Deux militants de Place publique ont été expulsés du marché hebdomadaire de Bagnols-sur-Cèze (Gard) le mercredi 5 août 2026, alors qu'ils distribuaient des tracts et échangeaient avec des passants. L'incident, rapporté par le parti dans un communiqué diffusé le jeudi 6 août, a immédiatement suscité une vive polémique entre le mouvement politique et la municipalité dirigée par Pascale Bordes (Rassemblement national).

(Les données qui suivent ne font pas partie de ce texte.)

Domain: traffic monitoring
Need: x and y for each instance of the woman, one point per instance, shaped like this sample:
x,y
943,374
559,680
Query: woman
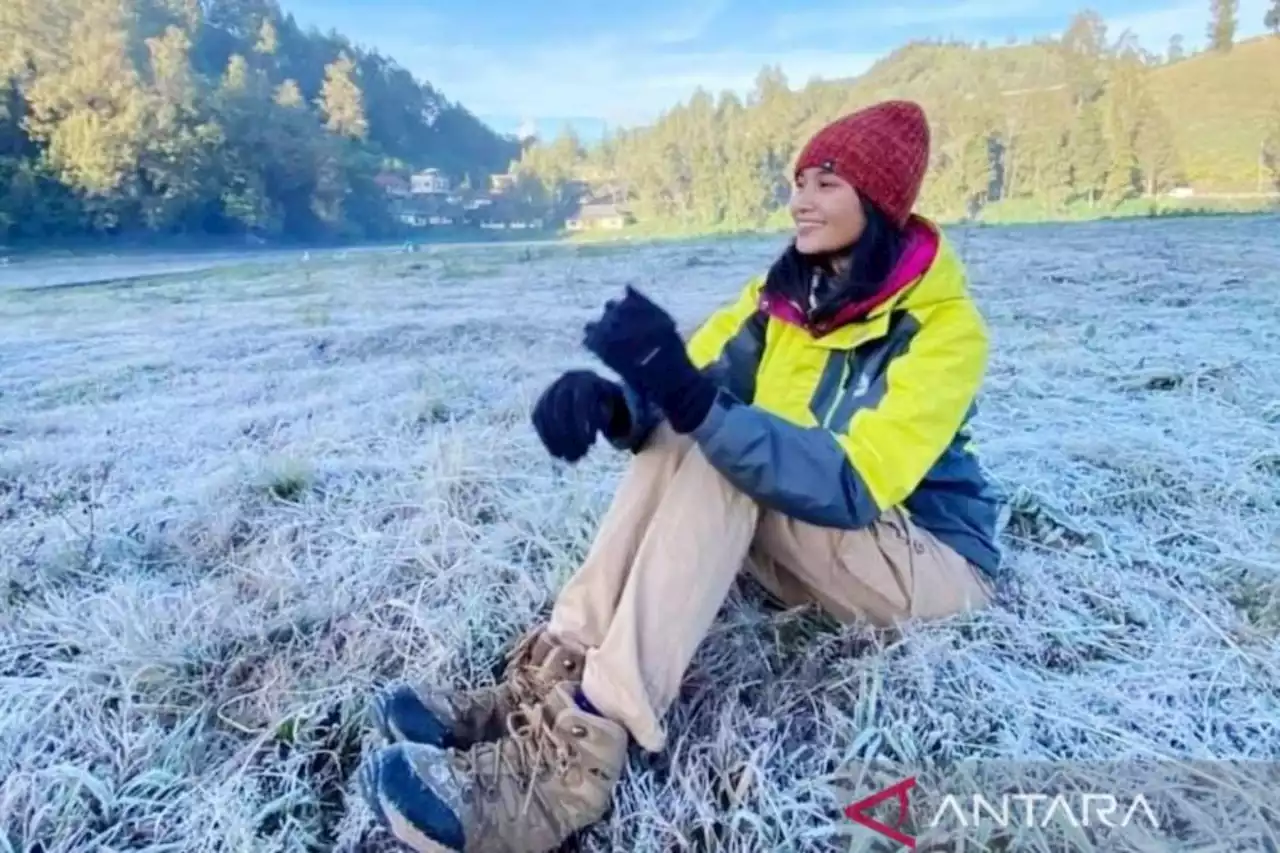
x,y
812,430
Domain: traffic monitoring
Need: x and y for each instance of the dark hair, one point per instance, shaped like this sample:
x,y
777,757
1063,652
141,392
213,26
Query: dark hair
x,y
876,252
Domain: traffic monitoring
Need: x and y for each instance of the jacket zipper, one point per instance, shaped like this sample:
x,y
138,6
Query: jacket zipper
x,y
841,387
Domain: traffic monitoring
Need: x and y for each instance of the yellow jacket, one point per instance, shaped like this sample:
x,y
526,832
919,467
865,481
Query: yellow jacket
x,y
833,425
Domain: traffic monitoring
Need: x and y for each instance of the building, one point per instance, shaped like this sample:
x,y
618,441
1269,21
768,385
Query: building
x,y
599,217
393,185
429,182
501,183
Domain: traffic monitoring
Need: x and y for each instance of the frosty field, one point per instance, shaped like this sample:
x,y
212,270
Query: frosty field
x,y
234,502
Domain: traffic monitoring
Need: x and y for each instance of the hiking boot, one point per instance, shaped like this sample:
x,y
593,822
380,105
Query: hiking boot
x,y
551,776
457,719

Une expulsion jugée brutale par les militants
Selon le récit de Place publique Gard, deux placiers mandatés par la mairie ont interpellé les militants et leur ont signifié l'interdiction de tracter, les sommant de quitter les lieux sans délai. Didier Flaender, l'un des deux militants concernés, témoigne : « Ils nous ont dit qu'il fallait une autorisation préalable de la mairie. On leur a répondu que ça ne se passait pas comme ça, qu'il n'y avait aucune atteinte à l'ordre public. » Face à leur refus de partir, la police municipale a été appelée et les a escortés jusqu'à la sortie du marché.
« Je n'avais jamais vu un truc pareil, s'indigne ce militant de longue date. C'est choquant. On distribuait un tract qui défendait nos idées pour lutter contre la canicule, pour l'écologie, ce n'était pas une attaque contre la mairie de Bagnols. »

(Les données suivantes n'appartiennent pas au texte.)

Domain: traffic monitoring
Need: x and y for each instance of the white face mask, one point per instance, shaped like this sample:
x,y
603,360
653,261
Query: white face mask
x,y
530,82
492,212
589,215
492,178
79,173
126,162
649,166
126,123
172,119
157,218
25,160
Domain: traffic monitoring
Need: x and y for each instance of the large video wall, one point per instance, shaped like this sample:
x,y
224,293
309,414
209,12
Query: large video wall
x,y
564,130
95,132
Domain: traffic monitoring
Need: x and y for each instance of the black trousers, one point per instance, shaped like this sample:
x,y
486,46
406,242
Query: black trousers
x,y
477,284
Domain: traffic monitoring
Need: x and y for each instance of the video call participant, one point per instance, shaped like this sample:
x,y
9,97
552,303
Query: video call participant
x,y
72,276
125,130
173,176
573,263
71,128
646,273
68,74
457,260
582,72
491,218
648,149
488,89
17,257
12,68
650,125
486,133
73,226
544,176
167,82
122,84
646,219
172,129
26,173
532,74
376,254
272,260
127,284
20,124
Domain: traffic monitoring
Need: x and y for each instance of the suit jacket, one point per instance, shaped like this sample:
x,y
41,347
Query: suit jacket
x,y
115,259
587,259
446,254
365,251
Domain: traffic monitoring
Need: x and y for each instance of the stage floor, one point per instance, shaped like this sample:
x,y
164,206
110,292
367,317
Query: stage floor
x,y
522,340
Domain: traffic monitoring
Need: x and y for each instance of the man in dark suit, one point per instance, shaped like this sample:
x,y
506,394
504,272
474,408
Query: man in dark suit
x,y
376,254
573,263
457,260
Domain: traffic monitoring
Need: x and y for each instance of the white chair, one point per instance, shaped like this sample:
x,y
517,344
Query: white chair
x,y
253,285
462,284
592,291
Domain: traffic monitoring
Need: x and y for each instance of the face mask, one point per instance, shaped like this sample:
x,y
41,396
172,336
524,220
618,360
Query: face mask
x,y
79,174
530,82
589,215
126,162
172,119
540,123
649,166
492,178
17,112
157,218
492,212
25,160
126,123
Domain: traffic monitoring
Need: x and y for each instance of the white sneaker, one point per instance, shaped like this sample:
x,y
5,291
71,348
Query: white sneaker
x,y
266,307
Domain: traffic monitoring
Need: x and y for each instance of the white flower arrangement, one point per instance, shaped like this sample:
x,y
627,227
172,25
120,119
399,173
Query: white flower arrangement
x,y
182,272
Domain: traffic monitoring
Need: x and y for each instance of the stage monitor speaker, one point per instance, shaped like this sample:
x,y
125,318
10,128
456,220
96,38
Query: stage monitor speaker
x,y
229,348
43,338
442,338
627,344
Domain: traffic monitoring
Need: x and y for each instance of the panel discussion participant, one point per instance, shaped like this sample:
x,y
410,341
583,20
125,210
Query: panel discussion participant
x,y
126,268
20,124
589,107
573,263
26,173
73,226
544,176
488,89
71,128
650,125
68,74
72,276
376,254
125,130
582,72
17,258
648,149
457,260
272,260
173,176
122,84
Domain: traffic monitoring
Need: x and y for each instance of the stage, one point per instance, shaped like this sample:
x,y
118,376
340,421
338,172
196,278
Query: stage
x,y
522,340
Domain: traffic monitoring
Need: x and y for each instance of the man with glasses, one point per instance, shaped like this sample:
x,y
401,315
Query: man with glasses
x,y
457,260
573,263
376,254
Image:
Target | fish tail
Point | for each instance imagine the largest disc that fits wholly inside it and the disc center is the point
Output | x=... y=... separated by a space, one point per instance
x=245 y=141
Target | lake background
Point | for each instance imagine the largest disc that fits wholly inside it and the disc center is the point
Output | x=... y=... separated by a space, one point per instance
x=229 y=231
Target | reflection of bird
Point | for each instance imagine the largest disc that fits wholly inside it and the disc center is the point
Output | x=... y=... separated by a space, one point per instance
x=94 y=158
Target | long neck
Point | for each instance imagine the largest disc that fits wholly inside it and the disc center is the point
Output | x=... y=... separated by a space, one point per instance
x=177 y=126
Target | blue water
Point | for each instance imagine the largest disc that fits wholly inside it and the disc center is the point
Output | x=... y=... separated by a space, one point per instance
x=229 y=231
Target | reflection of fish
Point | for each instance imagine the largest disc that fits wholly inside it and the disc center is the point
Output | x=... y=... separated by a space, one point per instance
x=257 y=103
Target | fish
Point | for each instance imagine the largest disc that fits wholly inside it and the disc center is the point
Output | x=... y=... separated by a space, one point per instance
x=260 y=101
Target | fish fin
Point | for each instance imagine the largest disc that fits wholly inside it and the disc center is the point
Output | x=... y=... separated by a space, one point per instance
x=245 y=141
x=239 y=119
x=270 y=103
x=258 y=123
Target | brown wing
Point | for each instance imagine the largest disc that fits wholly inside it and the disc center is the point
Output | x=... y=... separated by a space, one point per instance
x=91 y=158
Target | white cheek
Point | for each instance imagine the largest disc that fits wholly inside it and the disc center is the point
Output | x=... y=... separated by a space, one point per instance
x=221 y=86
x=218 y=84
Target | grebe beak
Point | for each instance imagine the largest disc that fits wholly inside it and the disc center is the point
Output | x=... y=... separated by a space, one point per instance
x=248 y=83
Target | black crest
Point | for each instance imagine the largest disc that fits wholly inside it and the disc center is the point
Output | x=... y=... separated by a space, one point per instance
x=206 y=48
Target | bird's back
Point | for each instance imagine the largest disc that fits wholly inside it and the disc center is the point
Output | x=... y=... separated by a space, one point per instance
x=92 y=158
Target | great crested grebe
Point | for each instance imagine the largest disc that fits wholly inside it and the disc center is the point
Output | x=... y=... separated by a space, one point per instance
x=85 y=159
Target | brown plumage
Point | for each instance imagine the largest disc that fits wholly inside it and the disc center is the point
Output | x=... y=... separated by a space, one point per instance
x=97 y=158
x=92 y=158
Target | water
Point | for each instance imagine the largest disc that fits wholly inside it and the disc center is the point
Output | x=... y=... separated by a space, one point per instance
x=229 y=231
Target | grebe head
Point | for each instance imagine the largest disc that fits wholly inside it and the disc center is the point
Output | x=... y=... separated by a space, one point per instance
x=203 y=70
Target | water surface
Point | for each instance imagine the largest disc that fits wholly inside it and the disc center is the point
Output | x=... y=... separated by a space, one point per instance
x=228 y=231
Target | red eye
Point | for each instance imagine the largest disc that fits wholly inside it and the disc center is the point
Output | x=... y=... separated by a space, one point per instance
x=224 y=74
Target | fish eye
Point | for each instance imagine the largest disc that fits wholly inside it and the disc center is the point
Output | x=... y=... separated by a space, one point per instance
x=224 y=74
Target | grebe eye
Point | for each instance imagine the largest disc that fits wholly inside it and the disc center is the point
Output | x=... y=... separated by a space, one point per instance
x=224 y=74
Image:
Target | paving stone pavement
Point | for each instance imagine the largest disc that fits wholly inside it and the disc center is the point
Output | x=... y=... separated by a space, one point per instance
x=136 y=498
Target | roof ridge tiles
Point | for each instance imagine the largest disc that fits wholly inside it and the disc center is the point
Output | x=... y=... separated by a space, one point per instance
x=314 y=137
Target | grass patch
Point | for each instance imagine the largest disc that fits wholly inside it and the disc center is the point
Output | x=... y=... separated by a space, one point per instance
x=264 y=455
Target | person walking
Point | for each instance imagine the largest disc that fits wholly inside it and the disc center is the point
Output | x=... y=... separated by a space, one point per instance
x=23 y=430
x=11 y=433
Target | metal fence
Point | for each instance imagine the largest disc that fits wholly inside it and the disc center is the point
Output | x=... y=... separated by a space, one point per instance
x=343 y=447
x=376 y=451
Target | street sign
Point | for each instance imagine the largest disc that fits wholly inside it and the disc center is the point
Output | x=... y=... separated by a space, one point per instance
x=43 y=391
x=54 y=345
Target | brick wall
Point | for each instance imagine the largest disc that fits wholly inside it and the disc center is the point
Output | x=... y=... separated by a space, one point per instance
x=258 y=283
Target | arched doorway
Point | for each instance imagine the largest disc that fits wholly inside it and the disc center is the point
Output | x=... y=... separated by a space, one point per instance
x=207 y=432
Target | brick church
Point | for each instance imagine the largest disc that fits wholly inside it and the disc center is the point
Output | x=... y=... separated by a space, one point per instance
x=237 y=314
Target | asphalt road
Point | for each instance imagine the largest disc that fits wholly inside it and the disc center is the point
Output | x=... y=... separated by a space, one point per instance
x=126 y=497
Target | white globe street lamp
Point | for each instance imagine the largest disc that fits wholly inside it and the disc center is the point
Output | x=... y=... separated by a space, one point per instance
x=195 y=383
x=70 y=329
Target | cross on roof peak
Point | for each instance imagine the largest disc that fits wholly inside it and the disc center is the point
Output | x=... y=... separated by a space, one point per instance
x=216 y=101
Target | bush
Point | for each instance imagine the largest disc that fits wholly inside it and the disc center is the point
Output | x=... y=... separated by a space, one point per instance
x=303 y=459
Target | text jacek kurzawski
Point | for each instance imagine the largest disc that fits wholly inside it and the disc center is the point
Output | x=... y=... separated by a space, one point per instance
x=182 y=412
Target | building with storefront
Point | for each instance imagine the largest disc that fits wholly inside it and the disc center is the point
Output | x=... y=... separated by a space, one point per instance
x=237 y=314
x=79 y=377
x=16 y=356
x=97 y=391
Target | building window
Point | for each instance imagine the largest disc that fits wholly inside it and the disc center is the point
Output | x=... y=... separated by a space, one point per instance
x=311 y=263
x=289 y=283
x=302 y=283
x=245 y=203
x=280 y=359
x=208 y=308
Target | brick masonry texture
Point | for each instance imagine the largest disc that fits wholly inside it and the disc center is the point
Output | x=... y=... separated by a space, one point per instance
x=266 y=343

Place publique dénonce une « atteinte à la liberté d'expression »
Dans son communiqué, l'antenne gardoise de Place publique – qui avait soutenu la candidature de Jean-Yves Chapelet aux municipales de mars dernier – « condamne fermement cette atteinte à la liberté d'expression organisée par la municipalité RN de Bagnols-sur-Cèze ». Le parti y voit « un nouvel exemple de la volonté de limitation des libertés fondamentales que les représentants du Rassemblement national, dont Mme Bordes, ancienne députée et maire de Bagnols-sur-Cèze, projettent d'imposer à la population ».
Didier Flaender assure qu'il retournera tracter sur le marché bagnolais : « Plus que jamais, lance-t-il. On ne peut pas se laisser impressionner. » De son côté, la co-référente du parti dans le département, Florence Dardon, annonce qu'un « courrier sera envoyé à la mairie pour relater les faits et défendre notre droit ».
La mairie justifie l'obligation d'autorisation préalable
Contactée par Midi Libre, la maire Pascale Bordes assume pleinement la décision. « Il faut déposer une demande en mairie », explique-t-elle, précisant qu'une autorisation préalable est nécessaire pour distribuer des tracts politiques sur le marché. L'élue évoque également une « attitude irrespectueuse » des militants, qui « ont pris les placiers en photo ». Elle conclut : « Il leur a été dit qu'ils pouvaient continuer à tracter mais en dehors des limites du marché. »
Cet incident survient dans un contexte électoral tendu, à quelques mois des élections municipales de 2026. Il illustre les tensions récurrentes entre les forces politiques locales et la majorité municipale RN, sur fond de débats autour des libertés publiques et du droit de manifester sur la voie publique.